Finalmente, fue el sindicato policial quien remitió al juez del caso Palau los papeles de la discordia. A esas alturas, el grado de confusión creado en torno al informe era capaz de marear al observador más perspicaz. El efecto perseguido se había logrado con creces, la campaña electoral catalana se había enfangado hasta la rodilla y lo que quedaba era organizar la bruma que cubriera la retirada. Finalmente, el jefe de la Unidad de Delincuencia Económica y Fiscal ha zanjado oficialmente el asunto a requerimiento del juez al certificar que el documento publicado por El Mundo no había sido redactado por la unidad de dirige ni por “ninguno de los funcionarios que la integran”.

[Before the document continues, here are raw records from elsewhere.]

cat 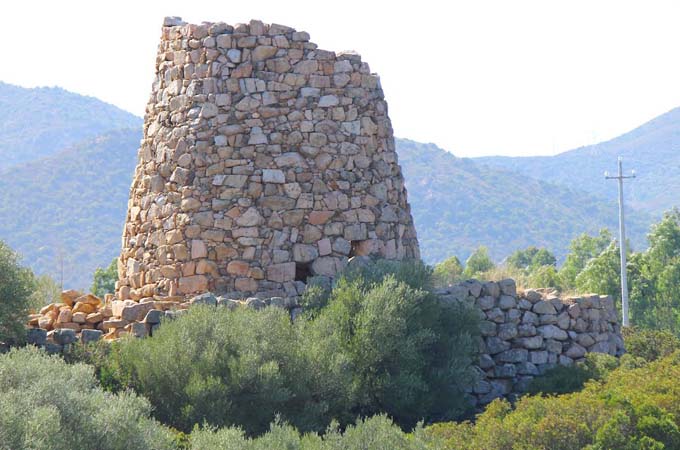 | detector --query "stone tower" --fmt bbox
[117,17,420,301]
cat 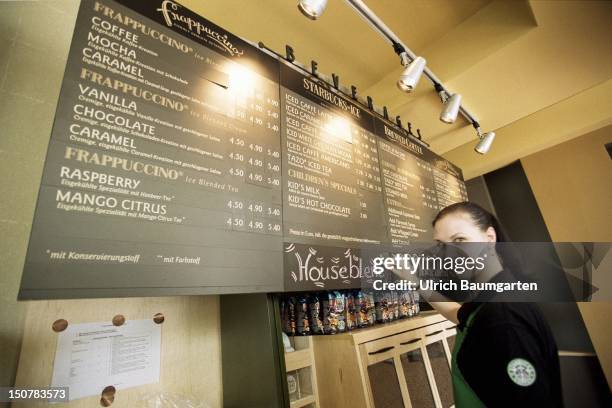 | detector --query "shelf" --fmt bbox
[285,336,318,407]
[285,348,312,372]
[339,312,447,345]
[290,394,316,408]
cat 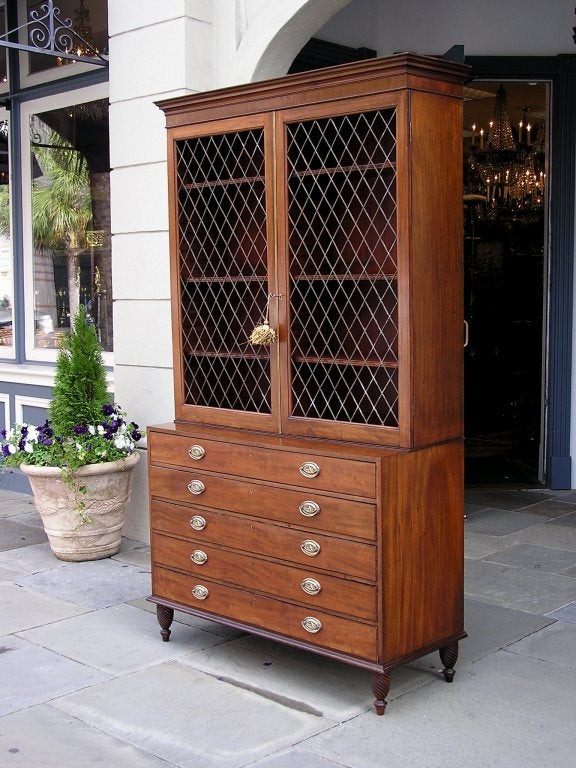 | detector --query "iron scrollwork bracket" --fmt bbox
[0,0,108,67]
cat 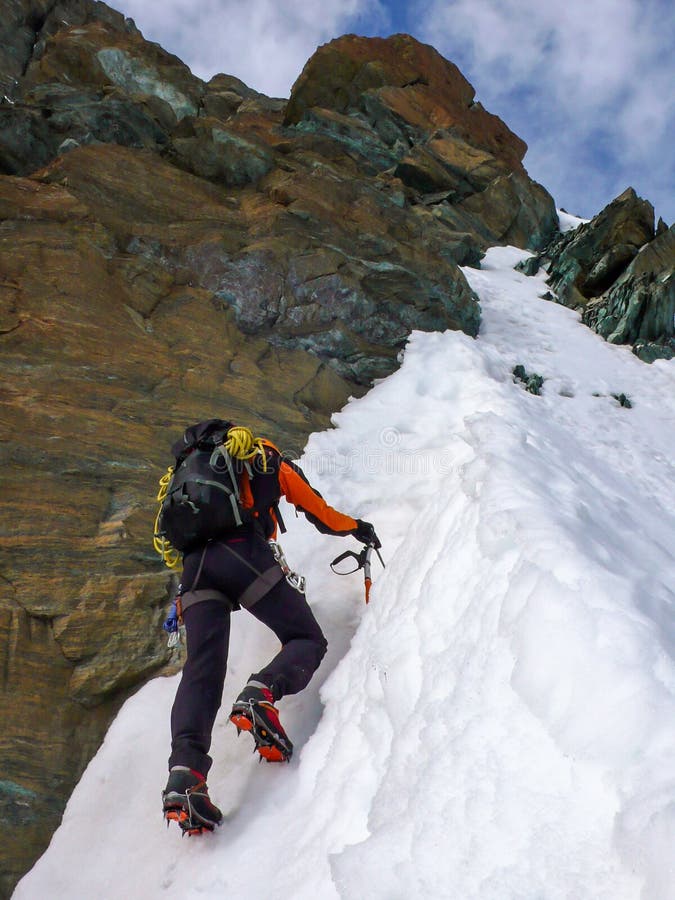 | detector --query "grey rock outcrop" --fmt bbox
[531,188,673,361]
[584,224,675,361]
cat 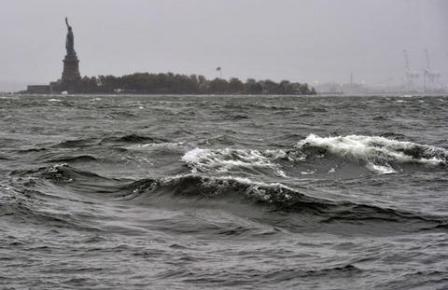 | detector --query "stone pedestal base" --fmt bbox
[62,54,81,83]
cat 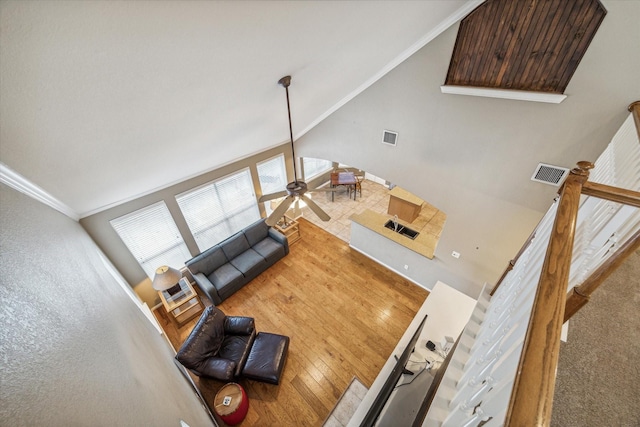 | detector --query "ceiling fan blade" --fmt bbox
[259,190,288,203]
[265,195,295,226]
[308,187,340,193]
[292,199,301,218]
[301,194,330,222]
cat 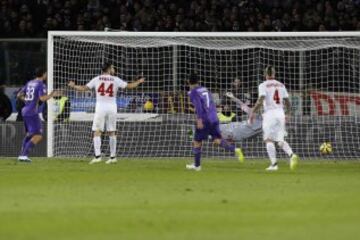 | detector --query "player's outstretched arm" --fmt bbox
[126,77,145,89]
[249,96,264,124]
[68,81,90,92]
[251,96,265,114]
[283,97,292,118]
[39,90,61,102]
[17,91,25,102]
[225,92,250,114]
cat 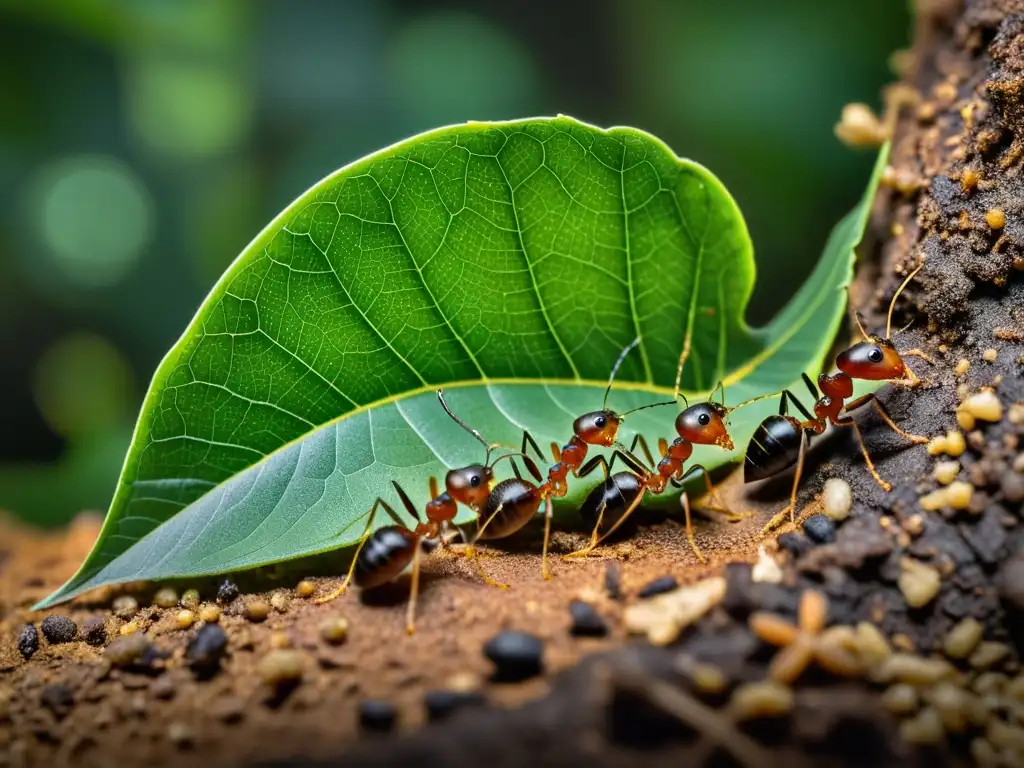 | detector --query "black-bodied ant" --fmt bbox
[744,264,933,531]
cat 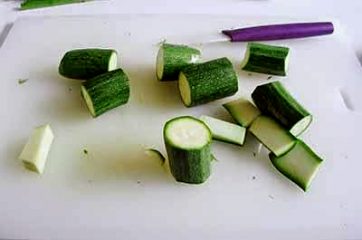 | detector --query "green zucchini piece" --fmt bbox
[241,42,290,76]
[178,57,238,107]
[269,140,323,191]
[200,115,246,146]
[252,81,312,136]
[145,148,166,165]
[20,0,91,10]
[59,48,118,80]
[163,116,212,184]
[18,124,54,174]
[249,115,296,157]
[223,98,261,127]
[81,69,130,117]
[156,43,201,81]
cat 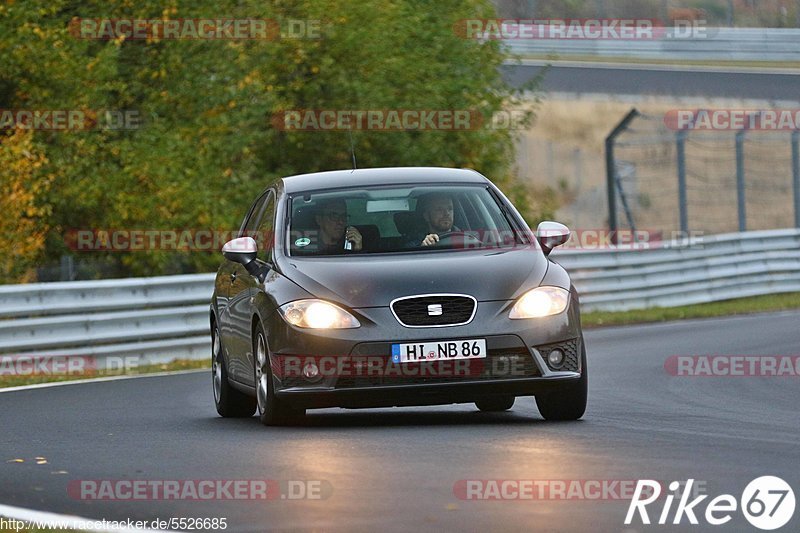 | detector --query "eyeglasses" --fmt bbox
[322,211,348,222]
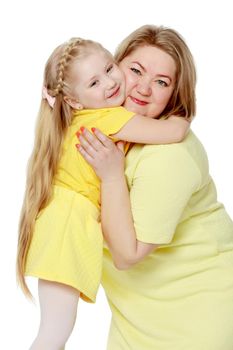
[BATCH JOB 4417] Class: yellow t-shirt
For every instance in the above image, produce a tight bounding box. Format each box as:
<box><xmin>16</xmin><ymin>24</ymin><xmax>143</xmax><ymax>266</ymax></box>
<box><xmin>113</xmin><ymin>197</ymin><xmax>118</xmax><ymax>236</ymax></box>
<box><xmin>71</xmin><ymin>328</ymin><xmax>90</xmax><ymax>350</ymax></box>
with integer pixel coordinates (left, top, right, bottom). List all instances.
<box><xmin>54</xmin><ymin>107</ymin><xmax>134</xmax><ymax>208</ymax></box>
<box><xmin>102</xmin><ymin>131</ymin><xmax>233</xmax><ymax>349</ymax></box>
<box><xmin>25</xmin><ymin>106</ymin><xmax>134</xmax><ymax>303</ymax></box>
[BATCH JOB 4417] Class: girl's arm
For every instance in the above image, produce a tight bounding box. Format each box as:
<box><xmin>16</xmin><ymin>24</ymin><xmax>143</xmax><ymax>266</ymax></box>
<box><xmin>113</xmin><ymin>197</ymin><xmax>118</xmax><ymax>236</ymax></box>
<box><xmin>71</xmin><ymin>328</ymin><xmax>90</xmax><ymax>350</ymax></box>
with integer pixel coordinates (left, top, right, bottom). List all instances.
<box><xmin>112</xmin><ymin>114</ymin><xmax>190</xmax><ymax>144</ymax></box>
<box><xmin>76</xmin><ymin>128</ymin><xmax>158</xmax><ymax>269</ymax></box>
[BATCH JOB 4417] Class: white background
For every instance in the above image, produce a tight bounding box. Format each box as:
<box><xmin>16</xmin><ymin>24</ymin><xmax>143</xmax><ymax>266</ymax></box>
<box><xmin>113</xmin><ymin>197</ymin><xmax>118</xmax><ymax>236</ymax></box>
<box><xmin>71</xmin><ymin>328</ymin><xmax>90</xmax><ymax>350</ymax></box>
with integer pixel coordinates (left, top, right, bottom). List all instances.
<box><xmin>0</xmin><ymin>0</ymin><xmax>232</xmax><ymax>349</ymax></box>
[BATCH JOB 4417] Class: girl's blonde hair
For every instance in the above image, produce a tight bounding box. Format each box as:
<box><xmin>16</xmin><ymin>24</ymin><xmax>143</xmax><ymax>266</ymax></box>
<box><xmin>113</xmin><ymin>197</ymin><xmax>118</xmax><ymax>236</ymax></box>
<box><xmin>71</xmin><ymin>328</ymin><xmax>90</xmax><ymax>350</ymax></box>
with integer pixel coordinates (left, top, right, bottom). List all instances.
<box><xmin>17</xmin><ymin>37</ymin><xmax>105</xmax><ymax>297</ymax></box>
<box><xmin>115</xmin><ymin>25</ymin><xmax>196</xmax><ymax>120</ymax></box>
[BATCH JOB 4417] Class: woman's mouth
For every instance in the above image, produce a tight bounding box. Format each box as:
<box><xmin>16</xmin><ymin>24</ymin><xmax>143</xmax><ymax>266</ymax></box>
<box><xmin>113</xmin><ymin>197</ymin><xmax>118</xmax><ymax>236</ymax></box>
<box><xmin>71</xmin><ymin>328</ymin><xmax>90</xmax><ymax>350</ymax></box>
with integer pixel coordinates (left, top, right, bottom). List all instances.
<box><xmin>129</xmin><ymin>96</ymin><xmax>148</xmax><ymax>106</ymax></box>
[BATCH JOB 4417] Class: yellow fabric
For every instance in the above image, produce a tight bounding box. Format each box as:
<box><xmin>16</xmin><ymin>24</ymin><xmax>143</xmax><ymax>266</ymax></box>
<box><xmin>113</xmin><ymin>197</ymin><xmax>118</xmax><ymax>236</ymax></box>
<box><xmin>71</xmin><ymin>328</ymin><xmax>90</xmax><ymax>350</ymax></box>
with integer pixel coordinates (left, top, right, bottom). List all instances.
<box><xmin>25</xmin><ymin>107</ymin><xmax>134</xmax><ymax>302</ymax></box>
<box><xmin>54</xmin><ymin>107</ymin><xmax>134</xmax><ymax>209</ymax></box>
<box><xmin>25</xmin><ymin>186</ymin><xmax>102</xmax><ymax>302</ymax></box>
<box><xmin>102</xmin><ymin>131</ymin><xmax>233</xmax><ymax>348</ymax></box>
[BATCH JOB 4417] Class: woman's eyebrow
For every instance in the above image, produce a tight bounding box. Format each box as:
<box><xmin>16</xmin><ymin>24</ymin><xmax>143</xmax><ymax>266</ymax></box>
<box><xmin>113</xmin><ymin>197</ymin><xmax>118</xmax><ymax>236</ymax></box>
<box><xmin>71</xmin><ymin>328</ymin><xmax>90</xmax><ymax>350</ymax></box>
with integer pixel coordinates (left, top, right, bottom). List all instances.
<box><xmin>132</xmin><ymin>61</ymin><xmax>172</xmax><ymax>82</ymax></box>
<box><xmin>132</xmin><ymin>61</ymin><xmax>145</xmax><ymax>71</ymax></box>
<box><xmin>158</xmin><ymin>74</ymin><xmax>172</xmax><ymax>82</ymax></box>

¿Quién lo ha redactado entonces? ¿Nadie tiene que dar una explicación sobre lo que se ha publicado? Lo que ha puesto de manifiesto la historia del falso informe es un modo de operar. Una conducta que ya habíamos observado en otras ocasiones, consistente en crear una falsa realidad a base de manipulaciones periodísticas destinadas a lograr determinados fines políticos. Eso no es periodismo. Es otra cosa. Lo cual nos lleva de nuevo al debate sobre el informe Leveson. Lo ocurrido entraría dentro de las prácticas que la citada comisión considera reprobables.
Si la prensa no es capaz de articular mecanismos de autorregulación verdaderamente eficaces, no debemos extrañarnos de que la sociedad acabe exigiendo una regulación legal que impida este tipo de abusos.